APC Australia

Qnap QSW-1208-8C 10gbe switch

12 ports of 10 Gigabit Ethernet glory for a remarkably low price.

- Anthony Agius

Ten gigabit Ethernet (aka 10GbE or 10GBASE-T) has been around for a while but has been mostly relegated to the data centre due to cost. In the last few years 10GbE has trickled down to small businesses, but is still confined to the server cupboard due to expense and noise. With the new QNAP QSW-12088C switch, 10GbE might finally be ready for the prosumer’s home office.

Let’s start off with the QSW-1208-8C’s price – $799. There’s not much on the market that comes even close. Many other network switches contain two or even four 10GbE ports, but 12 ports for under $800? Nice work QNAP! The closest competitor would be the Netgear XS708T, which retails for just under $1,000.

Unlike Netgear’s XS708T however, QNAP’s QSW-12088C is an unmanaged switch, which means you can’t do stuff like configure VLANs, restrict network access at a physical level, redundancy, network traffic analysis or any of that fun stuff. This is just a dumb packet forwarder, plug and play. Probably not an issue for this switch’s target audience (the SOHO/prosumer crowd), but it’s one of the sacrifices made in order to reach a price point.

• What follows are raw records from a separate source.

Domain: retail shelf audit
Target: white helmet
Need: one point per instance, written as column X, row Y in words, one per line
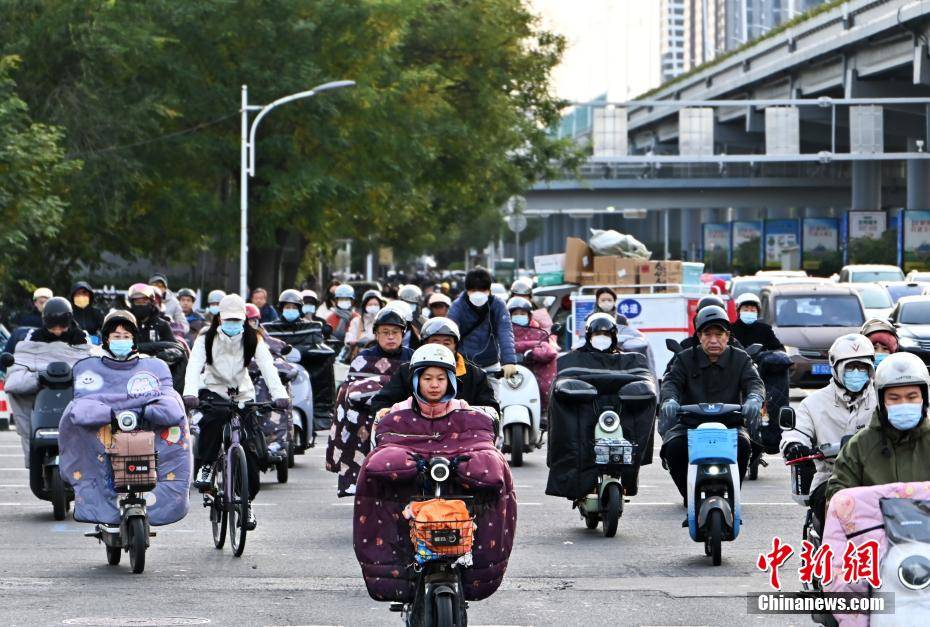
column 850, row 348
column 748, row 298
column 521, row 287
column 902, row 369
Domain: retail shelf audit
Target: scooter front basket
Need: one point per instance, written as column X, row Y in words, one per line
column 705, row 445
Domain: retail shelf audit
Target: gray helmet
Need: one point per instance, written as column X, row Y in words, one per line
column 290, row 297
column 711, row 315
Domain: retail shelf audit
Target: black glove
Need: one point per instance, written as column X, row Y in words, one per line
column 797, row 450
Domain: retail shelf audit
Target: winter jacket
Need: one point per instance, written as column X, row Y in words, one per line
column 103, row 386
column 881, row 454
column 487, row 333
column 473, row 387
column 756, row 333
column 539, row 356
column 228, row 369
column 387, row 484
column 827, row 415
column 695, row 379
column 89, row 318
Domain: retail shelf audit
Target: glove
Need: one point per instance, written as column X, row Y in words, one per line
column 668, row 413
column 796, row 450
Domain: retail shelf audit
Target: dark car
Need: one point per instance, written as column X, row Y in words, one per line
column 807, row 319
column 912, row 317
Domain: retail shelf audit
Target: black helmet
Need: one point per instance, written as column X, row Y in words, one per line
column 440, row 326
column 711, row 315
column 117, row 318
column 710, row 301
column 290, row 297
column 390, row 316
column 57, row 313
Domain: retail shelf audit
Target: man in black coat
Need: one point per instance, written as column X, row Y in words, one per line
column 712, row 372
column 473, row 385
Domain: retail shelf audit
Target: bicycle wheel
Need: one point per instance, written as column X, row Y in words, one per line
column 218, row 510
column 239, row 506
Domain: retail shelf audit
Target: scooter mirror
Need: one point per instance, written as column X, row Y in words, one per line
column 786, row 418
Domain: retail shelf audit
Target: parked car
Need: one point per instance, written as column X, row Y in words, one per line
column 898, row 289
column 870, row 273
column 875, row 298
column 912, row 317
column 807, row 318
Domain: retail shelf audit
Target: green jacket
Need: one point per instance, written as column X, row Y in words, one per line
column 862, row 462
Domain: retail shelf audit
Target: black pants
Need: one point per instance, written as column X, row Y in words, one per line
column 675, row 454
column 211, row 436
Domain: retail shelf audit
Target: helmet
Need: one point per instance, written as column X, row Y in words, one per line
column 748, row 299
column 710, row 301
column 433, row 355
column 711, row 315
column 215, row 296
column 410, row 293
column 57, row 313
column 901, row 369
column 290, row 297
column 874, row 325
column 343, row 290
column 390, row 315
column 440, row 326
column 521, row 287
column 439, row 298
column 518, row 302
column 116, row 318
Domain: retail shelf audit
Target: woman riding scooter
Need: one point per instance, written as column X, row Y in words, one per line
column 432, row 423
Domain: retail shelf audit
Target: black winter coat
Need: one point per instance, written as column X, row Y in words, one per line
column 473, row 388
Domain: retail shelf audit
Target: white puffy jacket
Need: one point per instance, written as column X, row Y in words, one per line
column 825, row 416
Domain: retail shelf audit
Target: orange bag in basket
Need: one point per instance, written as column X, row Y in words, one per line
column 443, row 525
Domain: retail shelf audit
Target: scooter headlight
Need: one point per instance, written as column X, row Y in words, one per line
column 609, row 421
column 914, row 572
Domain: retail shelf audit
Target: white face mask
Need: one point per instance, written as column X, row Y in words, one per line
column 478, row 299
column 601, row 342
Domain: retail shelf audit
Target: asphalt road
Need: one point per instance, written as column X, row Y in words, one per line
column 299, row 568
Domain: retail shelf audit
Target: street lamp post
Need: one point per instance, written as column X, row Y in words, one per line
column 247, row 164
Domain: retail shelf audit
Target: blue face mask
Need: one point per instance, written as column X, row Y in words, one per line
column 232, row 327
column 120, row 348
column 905, row 416
column 855, row 380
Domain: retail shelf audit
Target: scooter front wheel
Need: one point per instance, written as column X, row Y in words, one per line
column 137, row 542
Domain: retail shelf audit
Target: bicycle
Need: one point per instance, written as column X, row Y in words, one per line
column 228, row 497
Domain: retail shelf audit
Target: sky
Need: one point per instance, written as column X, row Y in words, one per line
column 613, row 46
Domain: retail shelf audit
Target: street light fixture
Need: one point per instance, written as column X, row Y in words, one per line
column 247, row 163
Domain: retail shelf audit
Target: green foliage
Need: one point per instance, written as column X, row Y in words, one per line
column 447, row 120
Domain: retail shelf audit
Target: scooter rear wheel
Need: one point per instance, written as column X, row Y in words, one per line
column 137, row 541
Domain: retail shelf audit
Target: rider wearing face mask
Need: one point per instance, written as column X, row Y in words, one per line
column 218, row 368
column 895, row 446
column 748, row 329
column 841, row 408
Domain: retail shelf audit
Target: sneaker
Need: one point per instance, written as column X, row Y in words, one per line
column 204, row 477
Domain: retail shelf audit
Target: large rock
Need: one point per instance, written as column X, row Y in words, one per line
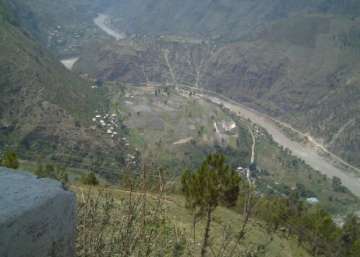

Where things get weird is the QSW-1208-8C’s port selection. There’s a total of 20 ports on the front of this thing, but you can only use 12 at once. There’s four dedicated 10G SFP+ (for fibre optic cables) ports, eight RJ-45 (copper) ports and eight additional 10G SFP+ ports. The eight RJ-45 and SFP+ ports share port numbers (there’s two port nines for example) but have separate physical connection­s. If you plug a cable into the same numbered RJ-45 and SFP+ port, the RJ-45 port takes precedence, disabling the SFP+ port.

Don’t forget that with SFP ports, you need to provide your own transceive­r to suit the type of fibre optic cable you’re using. They’re relatively cheap to buy (under $50 each), but QNAP didn’t include them as it’s another way to keep costs down.

Performanc­e wise, yep, the QSW-1208-8C does what it says on the box; 10GbE switching, with iperf3 benchmark speeds using shielded CAT6 cable hitting over 9.1 Gbits/sec between a Linux server and an iMac Pro. Real world file copies between two Windows 10 PCs with 10GbE network cards and PCIe SSDs reached around 900MB/sec too.

Be sure to use a high quality CAT6 network cable however, as when using regular CAT5 or even good quality CAT5e, speeds tended to fluctuate. This didn’t occur when using CAT6 cables. If you need a cable run further than 50 meters, go for CAT6A cabling or multi-mode fibre, as CAT6 will tend to crap out after 40-50 meters.

If you don’t need any fancy networking mumbo jumbo and just want the fastest network connection possible between your PCs kitted out with 10GbE network cards and network attached storage devices also equipped with 10GbE network cards, QNAP’s QSW-1208-8C is an easy buy. It’s quiet, fast, easy to use and most important of all, very well priced.